I woke up at about 4 feeling ok. I don't regret ending it, but I am feeling really sad again, now. I just feel very heavy hearted. Obviously, there were things that weren't right in the relationship, but I also went from believing he loved me to realising he couldn't because I wasn't slim or pretty or 'good enough'. Just couldn't believe he could want me, when his ex girlfriends had been 'beautiful'. I just felt like he thought he could no longer get one of the 'beautiful' girls and so he'd settled for me. And in the end, I think that started to show. I just didn't trust him at all on any level, but the proof I had that he was fundamentally untrustworthy was all the nice things he said to me. I have no idea what the truth was; whether he was trustworthy or not. No idea.

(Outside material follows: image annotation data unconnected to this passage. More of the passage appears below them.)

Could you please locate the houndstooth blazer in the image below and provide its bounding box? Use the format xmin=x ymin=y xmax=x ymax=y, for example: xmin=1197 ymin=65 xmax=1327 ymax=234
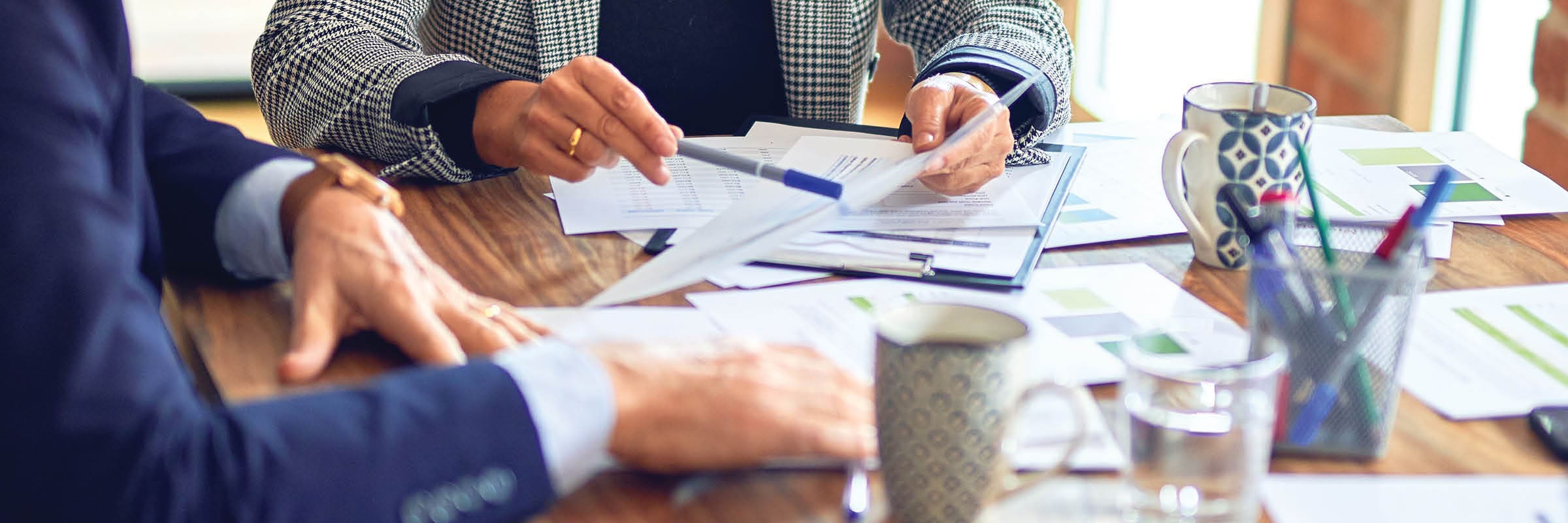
xmin=251 ymin=0 xmax=1073 ymax=182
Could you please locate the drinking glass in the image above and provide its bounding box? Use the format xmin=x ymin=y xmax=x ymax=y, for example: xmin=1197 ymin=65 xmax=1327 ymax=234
xmin=1120 ymin=325 xmax=1286 ymax=522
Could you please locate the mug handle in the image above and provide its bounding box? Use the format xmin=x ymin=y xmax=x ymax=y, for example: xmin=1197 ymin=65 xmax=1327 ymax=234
xmin=1164 ymin=129 xmax=1214 ymax=252
xmin=992 ymin=382 xmax=1094 ymax=503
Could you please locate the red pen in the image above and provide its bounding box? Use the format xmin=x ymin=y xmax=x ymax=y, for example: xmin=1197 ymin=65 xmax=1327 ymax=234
xmin=1375 ymin=206 xmax=1416 ymax=261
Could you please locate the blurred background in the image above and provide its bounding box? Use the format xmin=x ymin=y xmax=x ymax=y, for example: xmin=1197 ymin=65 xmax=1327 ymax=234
xmin=135 ymin=0 xmax=1568 ymax=177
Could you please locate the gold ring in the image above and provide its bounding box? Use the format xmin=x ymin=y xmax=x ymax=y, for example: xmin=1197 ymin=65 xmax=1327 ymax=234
xmin=566 ymin=127 xmax=583 ymax=156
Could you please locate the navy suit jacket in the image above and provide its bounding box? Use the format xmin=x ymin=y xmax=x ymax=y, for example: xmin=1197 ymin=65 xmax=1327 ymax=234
xmin=0 ymin=0 xmax=553 ymax=522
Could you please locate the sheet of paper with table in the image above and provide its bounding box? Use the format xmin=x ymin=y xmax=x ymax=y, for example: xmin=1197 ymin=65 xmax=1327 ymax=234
xmin=1262 ymin=475 xmax=1568 ymax=523
xmin=687 ymin=280 xmax=1126 ymax=469
xmin=1400 ymin=284 xmax=1568 ymax=419
xmin=550 ymin=137 xmax=1039 ymax=234
xmin=517 ymin=306 xmax=1126 ymax=471
xmin=1311 ymin=126 xmax=1568 ymax=220
xmin=687 ymin=264 xmax=1247 ymax=468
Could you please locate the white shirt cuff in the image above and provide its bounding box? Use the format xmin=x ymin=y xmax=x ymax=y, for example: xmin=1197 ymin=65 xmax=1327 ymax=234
xmin=213 ymin=157 xmax=315 ymax=280
xmin=491 ymin=338 xmax=615 ymax=496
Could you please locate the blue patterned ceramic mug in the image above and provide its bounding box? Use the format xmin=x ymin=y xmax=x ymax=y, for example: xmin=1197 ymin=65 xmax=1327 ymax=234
xmin=875 ymin=303 xmax=1093 ymax=523
xmin=1164 ymin=82 xmax=1317 ymax=269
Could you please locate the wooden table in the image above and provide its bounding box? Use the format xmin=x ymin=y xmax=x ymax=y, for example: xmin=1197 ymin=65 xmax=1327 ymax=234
xmin=165 ymin=116 xmax=1568 ymax=522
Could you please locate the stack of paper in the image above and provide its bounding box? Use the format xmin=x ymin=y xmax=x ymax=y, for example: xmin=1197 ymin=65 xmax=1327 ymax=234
xmin=519 ymin=306 xmax=1126 ymax=471
xmin=1311 ymin=126 xmax=1568 ymax=220
xmin=1264 ymin=475 xmax=1568 ymax=523
xmin=1400 ymin=284 xmax=1568 ymax=419
xmin=550 ymin=137 xmax=1039 ymax=234
xmin=687 ymin=264 xmax=1247 ymax=383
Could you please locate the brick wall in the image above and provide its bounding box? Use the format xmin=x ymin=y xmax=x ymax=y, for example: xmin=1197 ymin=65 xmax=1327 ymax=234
xmin=1284 ymin=0 xmax=1441 ymax=129
xmin=1524 ymin=0 xmax=1568 ymax=187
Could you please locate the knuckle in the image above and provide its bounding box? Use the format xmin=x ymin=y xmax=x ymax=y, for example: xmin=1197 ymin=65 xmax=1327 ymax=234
xmin=610 ymin=85 xmax=642 ymax=112
xmin=595 ymin=112 xmax=623 ymax=137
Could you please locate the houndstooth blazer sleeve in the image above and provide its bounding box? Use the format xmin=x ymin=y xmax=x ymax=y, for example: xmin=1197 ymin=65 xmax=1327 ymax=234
xmin=251 ymin=0 xmax=474 ymax=182
xmin=883 ymin=0 xmax=1073 ymax=165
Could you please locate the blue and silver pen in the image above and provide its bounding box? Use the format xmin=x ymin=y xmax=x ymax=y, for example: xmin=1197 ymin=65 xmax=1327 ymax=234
xmin=676 ymin=140 xmax=843 ymax=199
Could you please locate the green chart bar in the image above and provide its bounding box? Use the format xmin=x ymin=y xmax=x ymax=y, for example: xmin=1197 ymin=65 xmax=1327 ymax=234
xmin=1454 ymin=308 xmax=1568 ymax=386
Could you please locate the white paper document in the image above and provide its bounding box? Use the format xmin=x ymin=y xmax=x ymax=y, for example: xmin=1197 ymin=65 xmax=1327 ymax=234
xmin=687 ymin=264 xmax=1247 ymax=383
xmin=1400 ymin=284 xmax=1568 ymax=419
xmin=1311 ymin=126 xmax=1568 ymax=220
xmin=517 ymin=306 xmax=723 ymax=347
xmin=587 ymin=133 xmax=996 ymax=306
xmin=517 ymin=306 xmax=1126 ymax=471
xmin=687 ymin=278 xmax=1126 ymax=469
xmin=550 ymin=137 xmax=784 ymax=234
xmin=1262 ymin=475 xmax=1568 ymax=523
xmin=655 ymin=226 xmax=1038 ymax=279
xmin=644 ymin=152 xmax=1070 ymax=279
xmin=550 ymin=137 xmax=1039 ymax=234
xmin=619 ymin=229 xmax=831 ymax=289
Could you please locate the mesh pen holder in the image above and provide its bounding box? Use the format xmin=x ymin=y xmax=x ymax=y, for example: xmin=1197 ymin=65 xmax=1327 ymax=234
xmin=1247 ymin=225 xmax=1431 ymax=459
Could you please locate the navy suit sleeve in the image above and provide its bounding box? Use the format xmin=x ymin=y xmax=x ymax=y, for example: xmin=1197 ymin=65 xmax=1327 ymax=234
xmin=0 ymin=0 xmax=552 ymax=522
xmin=133 ymin=80 xmax=304 ymax=275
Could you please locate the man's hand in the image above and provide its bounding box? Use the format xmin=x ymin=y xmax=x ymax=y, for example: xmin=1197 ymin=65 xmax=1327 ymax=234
xmin=898 ymin=74 xmax=1013 ymax=196
xmin=278 ymin=187 xmax=542 ymax=382
xmin=593 ymin=341 xmax=877 ymax=473
xmin=474 ymin=56 xmax=682 ymax=185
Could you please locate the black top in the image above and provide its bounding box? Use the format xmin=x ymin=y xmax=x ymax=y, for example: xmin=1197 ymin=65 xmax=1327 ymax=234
xmin=599 ymin=0 xmax=789 ymax=135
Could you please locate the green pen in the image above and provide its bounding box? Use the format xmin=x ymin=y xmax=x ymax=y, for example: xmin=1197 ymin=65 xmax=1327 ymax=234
xmin=1290 ymin=135 xmax=1383 ymax=429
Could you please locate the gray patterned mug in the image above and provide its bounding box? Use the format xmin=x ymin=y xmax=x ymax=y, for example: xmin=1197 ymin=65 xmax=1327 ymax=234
xmin=874 ymin=303 xmax=1088 ymax=523
xmin=1164 ymin=82 xmax=1317 ymax=269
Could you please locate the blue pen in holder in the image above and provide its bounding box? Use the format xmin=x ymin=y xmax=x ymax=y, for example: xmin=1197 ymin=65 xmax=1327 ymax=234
xmin=1247 ymin=223 xmax=1431 ymax=459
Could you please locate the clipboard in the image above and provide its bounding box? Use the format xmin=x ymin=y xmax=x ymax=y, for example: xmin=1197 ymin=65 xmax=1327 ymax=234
xmin=643 ymin=116 xmax=1085 ymax=289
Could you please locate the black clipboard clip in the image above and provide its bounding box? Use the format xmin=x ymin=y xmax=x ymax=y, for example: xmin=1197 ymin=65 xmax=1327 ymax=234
xmin=754 ymin=250 xmax=936 ymax=278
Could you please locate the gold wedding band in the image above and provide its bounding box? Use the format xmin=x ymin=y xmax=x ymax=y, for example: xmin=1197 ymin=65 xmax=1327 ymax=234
xmin=566 ymin=127 xmax=583 ymax=156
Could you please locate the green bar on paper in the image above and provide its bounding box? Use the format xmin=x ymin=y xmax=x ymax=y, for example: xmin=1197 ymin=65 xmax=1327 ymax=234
xmin=1339 ymin=148 xmax=1443 ymax=165
xmin=1044 ymin=288 xmax=1110 ymax=311
xmin=1454 ymin=308 xmax=1568 ymax=386
xmin=1509 ymin=305 xmax=1568 ymax=347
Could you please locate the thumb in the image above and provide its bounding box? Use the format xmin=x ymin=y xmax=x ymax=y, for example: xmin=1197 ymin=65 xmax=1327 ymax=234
xmin=278 ymin=289 xmax=344 ymax=382
xmin=906 ymin=88 xmax=953 ymax=152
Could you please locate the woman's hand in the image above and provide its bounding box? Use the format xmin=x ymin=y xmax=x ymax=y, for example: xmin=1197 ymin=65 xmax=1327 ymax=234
xmin=900 ymin=74 xmax=1013 ymax=196
xmin=474 ymin=56 xmax=682 ymax=185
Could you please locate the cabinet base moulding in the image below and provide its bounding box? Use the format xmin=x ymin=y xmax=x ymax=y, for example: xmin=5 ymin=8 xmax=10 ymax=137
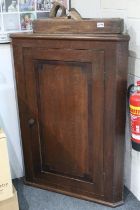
xmin=24 ymin=180 xmax=124 ymax=208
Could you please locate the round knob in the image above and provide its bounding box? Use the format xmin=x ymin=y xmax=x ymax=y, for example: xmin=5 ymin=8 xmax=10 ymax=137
xmin=28 ymin=118 xmax=35 ymax=126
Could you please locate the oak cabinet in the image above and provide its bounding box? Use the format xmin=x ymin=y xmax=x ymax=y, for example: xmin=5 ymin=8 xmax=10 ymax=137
xmin=12 ymin=33 xmax=129 ymax=206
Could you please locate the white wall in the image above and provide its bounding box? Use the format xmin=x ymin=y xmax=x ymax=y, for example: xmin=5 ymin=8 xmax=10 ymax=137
xmin=0 ymin=44 xmax=23 ymax=178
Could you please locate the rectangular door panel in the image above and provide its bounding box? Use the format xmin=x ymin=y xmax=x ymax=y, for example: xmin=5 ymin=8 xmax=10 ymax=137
xmin=23 ymin=48 xmax=104 ymax=194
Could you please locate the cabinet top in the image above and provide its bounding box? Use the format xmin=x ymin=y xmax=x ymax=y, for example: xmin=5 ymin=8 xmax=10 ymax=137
xmin=10 ymin=32 xmax=130 ymax=41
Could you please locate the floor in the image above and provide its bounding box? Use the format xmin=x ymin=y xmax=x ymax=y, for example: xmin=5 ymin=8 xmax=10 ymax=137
xmin=14 ymin=179 xmax=140 ymax=210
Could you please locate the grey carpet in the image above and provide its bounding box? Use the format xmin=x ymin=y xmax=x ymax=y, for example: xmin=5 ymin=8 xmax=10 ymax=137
xmin=14 ymin=179 xmax=140 ymax=210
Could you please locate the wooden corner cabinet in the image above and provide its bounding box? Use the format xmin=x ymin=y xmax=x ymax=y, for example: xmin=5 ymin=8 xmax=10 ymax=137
xmin=11 ymin=33 xmax=129 ymax=207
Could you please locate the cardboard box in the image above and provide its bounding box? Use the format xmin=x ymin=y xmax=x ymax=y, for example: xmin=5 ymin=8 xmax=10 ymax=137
xmin=0 ymin=187 xmax=19 ymax=210
xmin=0 ymin=128 xmax=13 ymax=201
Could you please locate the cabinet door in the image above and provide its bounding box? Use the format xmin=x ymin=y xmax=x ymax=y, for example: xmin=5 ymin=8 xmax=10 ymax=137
xmin=23 ymin=48 xmax=104 ymax=196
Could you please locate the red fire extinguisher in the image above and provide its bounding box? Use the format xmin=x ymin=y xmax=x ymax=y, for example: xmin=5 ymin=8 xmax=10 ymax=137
xmin=129 ymin=81 xmax=140 ymax=151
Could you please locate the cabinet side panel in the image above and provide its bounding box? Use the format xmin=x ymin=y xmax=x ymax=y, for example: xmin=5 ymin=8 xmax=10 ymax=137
xmin=113 ymin=42 xmax=128 ymax=202
xmin=13 ymin=43 xmax=33 ymax=181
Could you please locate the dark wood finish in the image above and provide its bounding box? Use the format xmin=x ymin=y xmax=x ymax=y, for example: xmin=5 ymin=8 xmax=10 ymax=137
xmin=33 ymin=18 xmax=124 ymax=34
xmin=11 ymin=31 xmax=129 ymax=207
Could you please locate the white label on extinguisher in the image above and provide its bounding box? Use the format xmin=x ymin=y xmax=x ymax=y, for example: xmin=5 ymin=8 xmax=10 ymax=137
xmin=136 ymin=125 xmax=140 ymax=133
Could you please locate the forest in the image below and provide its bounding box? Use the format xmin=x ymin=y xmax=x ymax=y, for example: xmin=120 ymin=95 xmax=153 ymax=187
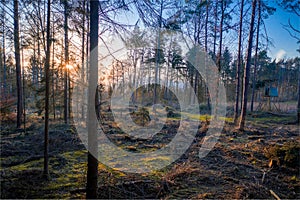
xmin=0 ymin=0 xmax=300 ymax=200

I can't see a point when I would be ready to accept that either, to be honest. That whoever I'm with will have had to 'settle' - settle for someone who isn't as pretty as they hoped for; who doesn't look nice in a bikini; who isn't sexy; who isn't intellectual enough; who who isn't good enough in any respect, really. So I guess this is just it now then, and I'm on my own for the long haul. I suppose at least I recognise it.
I don't even know if he did love me, I just feel like I'm back at it never having happened and everything 'she' ever said is there as loud as ever. And I don't know which of all the 'voices' or which of all the messages are real. And she probably shouldn't have said the things she did, but it doesn't mean they weren't true.
Sorry, just rambling through a lot of thoughts this morning.
Jarlin Have you had a reply yet? Personally, I think you needed to be a bit more 'to the point' in that email. You weren't expecting to hear from him and you spent many months being understanding, accommodating, facilitating, with his mum's death and everything, but you wouldn't be able to keep going like that indefinitely. I think that whatever the outcome from this, it will be the one you need. You couldn't reconcile and have it look the same as it did before.
Dire I found meeting for a drink/coffee was a good idea, too. It's easy and comfortable to leave after one drink if you want to, but also gives the option of extending the date if you want to.